Suggested Procedure at Traverse Station

(1) Set up directly over station and level instrument with plate bubbles.

(2) Improve the level of the instrument by using the telescope bubble after using the plate bubbles.
Eliminate parallax.

(3) Set back azimuth on horizontal circle A vernier and sight on back-sight. Set lower clamp and
release upper clamp.

(4) Find stadia interval by setting upper or lower stadia-hair to nearest whole metre in vicinity of height
of instrument, then read and record.

(5) Set centre cross-hair to height of instrument, if possible, and then wave rod-person on.

(6) Read VCR and Azimuth while rod-person moves to next position.

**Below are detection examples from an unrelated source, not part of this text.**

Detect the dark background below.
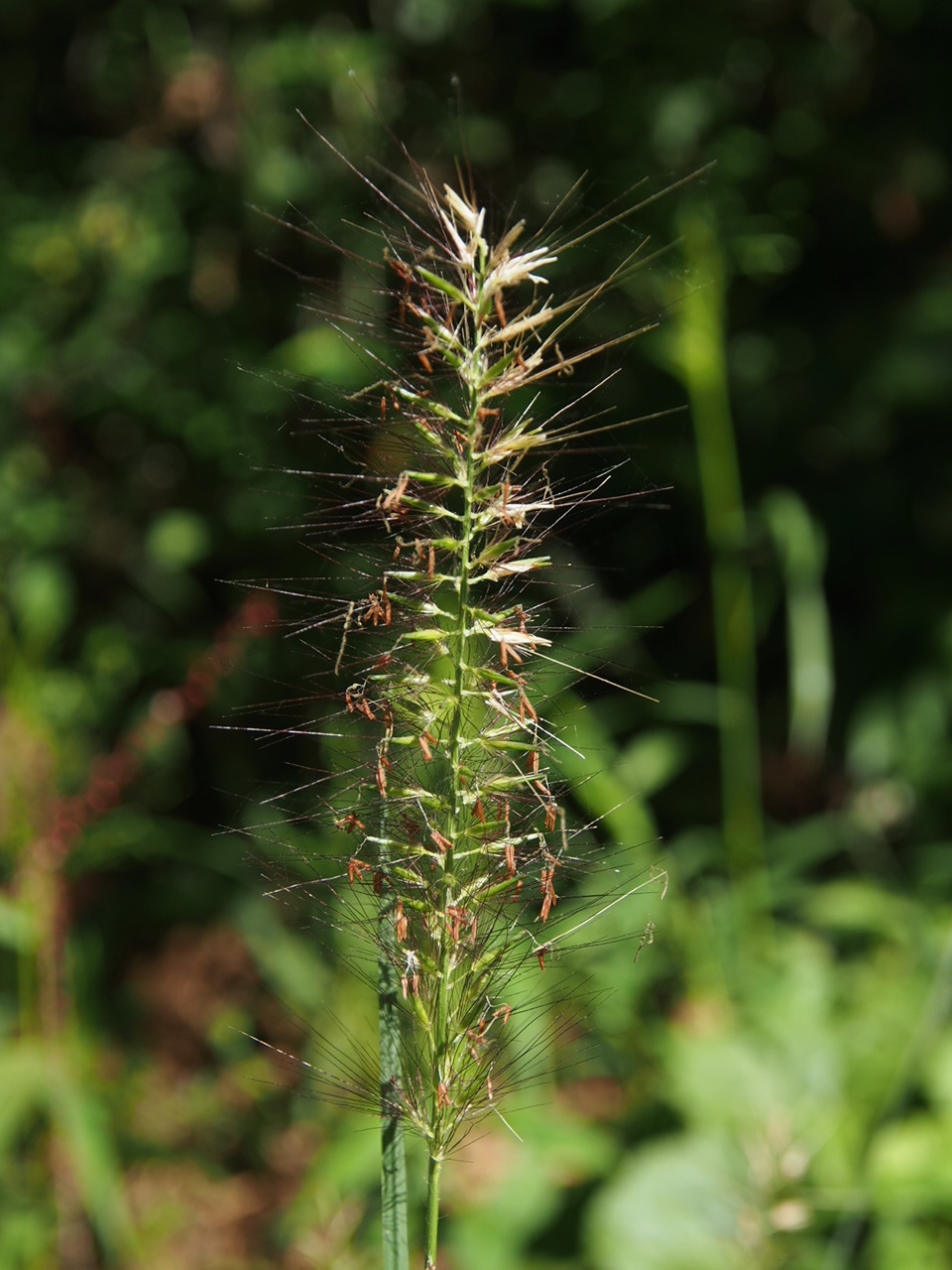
[0,0,952,1270]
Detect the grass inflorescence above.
[257,126,680,1270]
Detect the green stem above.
[377,873,410,1270]
[426,1156,443,1270]
[678,212,768,924]
[426,363,480,1270]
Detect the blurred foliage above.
[0,0,952,1270]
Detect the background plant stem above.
[675,208,767,906]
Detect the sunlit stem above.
[676,212,770,909]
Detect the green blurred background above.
[0,0,952,1270]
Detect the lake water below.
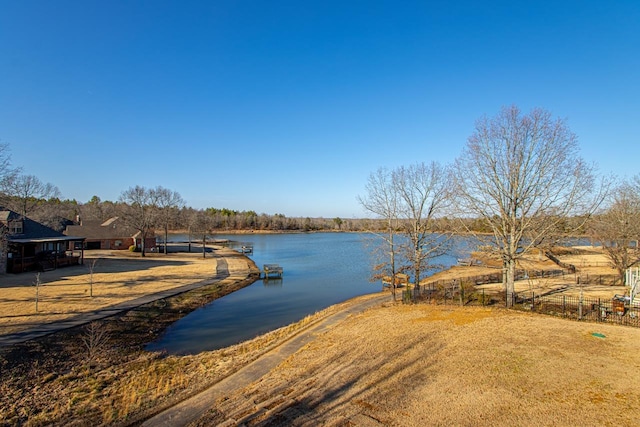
[147,233,468,354]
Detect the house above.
[64,216,156,249]
[0,207,84,273]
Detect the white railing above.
[626,267,640,303]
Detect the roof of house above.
[0,208,82,243]
[64,216,140,239]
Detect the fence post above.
[531,291,536,311]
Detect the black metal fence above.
[410,281,640,327]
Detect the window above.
[9,221,22,234]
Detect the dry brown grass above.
[0,248,249,334]
[0,246,640,426]
[198,305,640,426]
[429,246,628,299]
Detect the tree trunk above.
[505,259,516,307]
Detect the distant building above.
[64,216,156,250]
[0,207,84,273]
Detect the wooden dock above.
[263,264,283,279]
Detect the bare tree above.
[0,143,20,192]
[358,168,399,300]
[455,106,602,303]
[153,187,184,255]
[120,185,158,256]
[4,175,60,216]
[592,181,640,282]
[393,162,450,298]
[81,322,110,368]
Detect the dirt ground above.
[0,248,255,335]
[0,248,640,426]
[194,305,640,426]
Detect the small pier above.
[263,264,283,279]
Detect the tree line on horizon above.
[359,106,640,305]
[0,106,640,292]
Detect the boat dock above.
[263,264,283,279]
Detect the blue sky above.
[0,0,640,218]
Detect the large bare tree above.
[120,185,158,256]
[359,163,449,299]
[358,168,399,300]
[592,181,640,281]
[4,174,60,216]
[454,106,602,304]
[152,187,184,255]
[393,162,450,297]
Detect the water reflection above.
[147,233,459,354]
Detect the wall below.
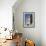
[0,0,16,29]
[40,0,46,46]
[13,0,41,46]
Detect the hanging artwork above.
[23,12,35,28]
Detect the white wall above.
[13,0,41,46]
[0,0,16,29]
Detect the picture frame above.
[23,12,35,28]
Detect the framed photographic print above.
[23,12,35,28]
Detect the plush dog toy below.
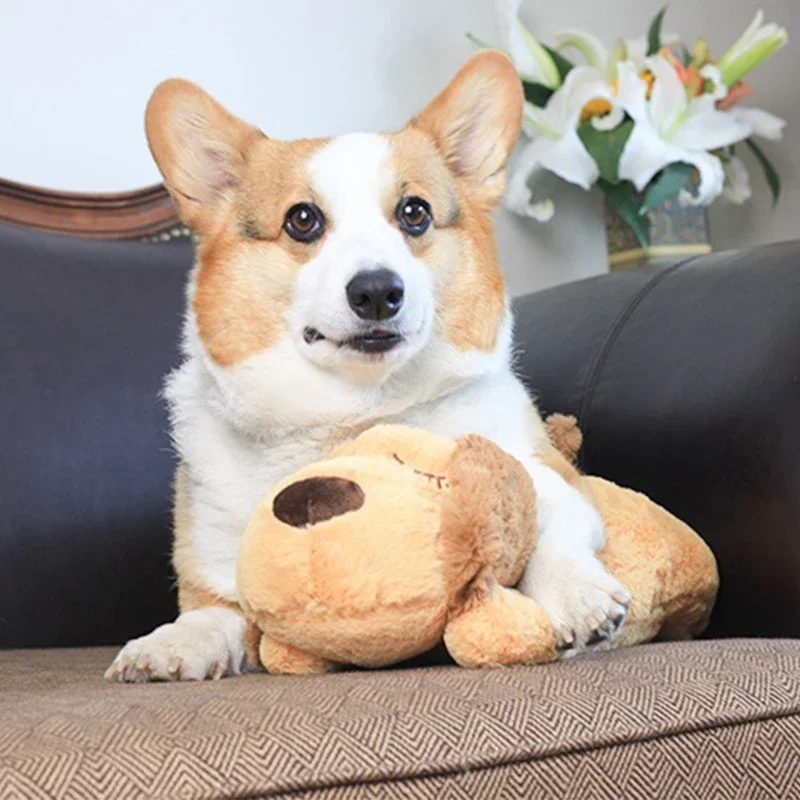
[238,417,717,674]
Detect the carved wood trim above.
[0,179,189,241]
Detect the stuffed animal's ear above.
[442,436,536,587]
[411,50,523,204]
[145,78,263,233]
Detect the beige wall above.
[0,0,800,292]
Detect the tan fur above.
[145,52,522,367]
[238,418,718,673]
[540,414,719,647]
[238,426,548,672]
[396,51,523,351]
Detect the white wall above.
[0,0,800,292]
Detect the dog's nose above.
[346,267,405,320]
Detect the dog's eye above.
[283,203,325,242]
[394,197,431,236]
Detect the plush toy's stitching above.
[392,453,449,489]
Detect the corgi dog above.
[107,50,630,681]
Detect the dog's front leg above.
[106,606,245,682]
[519,460,631,655]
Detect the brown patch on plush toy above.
[272,477,364,528]
[237,416,718,674]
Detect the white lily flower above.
[555,28,609,72]
[555,28,681,75]
[718,9,789,87]
[618,56,752,205]
[722,156,753,206]
[505,67,621,221]
[730,106,786,142]
[625,33,681,69]
[700,64,728,100]
[497,0,561,89]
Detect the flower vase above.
[605,197,712,270]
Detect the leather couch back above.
[0,222,800,647]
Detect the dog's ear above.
[145,78,263,233]
[410,50,523,205]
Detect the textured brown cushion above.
[0,640,800,800]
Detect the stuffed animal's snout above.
[272,477,364,528]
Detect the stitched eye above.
[394,197,432,236]
[283,203,325,242]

As a final check, when you are set-up at your last station in the closed traverse, the forward azimuth should
agree with the back azimuth when you started. Also, close your level circuit back to the original B.M.

Fieldbook
Each person’s fieldbook should show the field notes for the readings taken when that person was the
instrument-person. In addition, the notes needed to determine the other closed traverse stations should be
copied from the other people’s fieldbooks, i.e., copy the notes that would enable each person to determine
the coordinates of the stations in the closed traverse. Also, the notes for the closed level circuit should be
copied.

Calculations in each fieldbook should contain:

(i) Traverse calculations for the closed traverse including corrections.

(ii) Level calculations including check of closed circuit. If your error of closure is more than 0.1 m you
must adjust your levels.

(iii) Elevation and distances to all side shots.

The above calculations should be made and handed in on the following morning in the usual manner.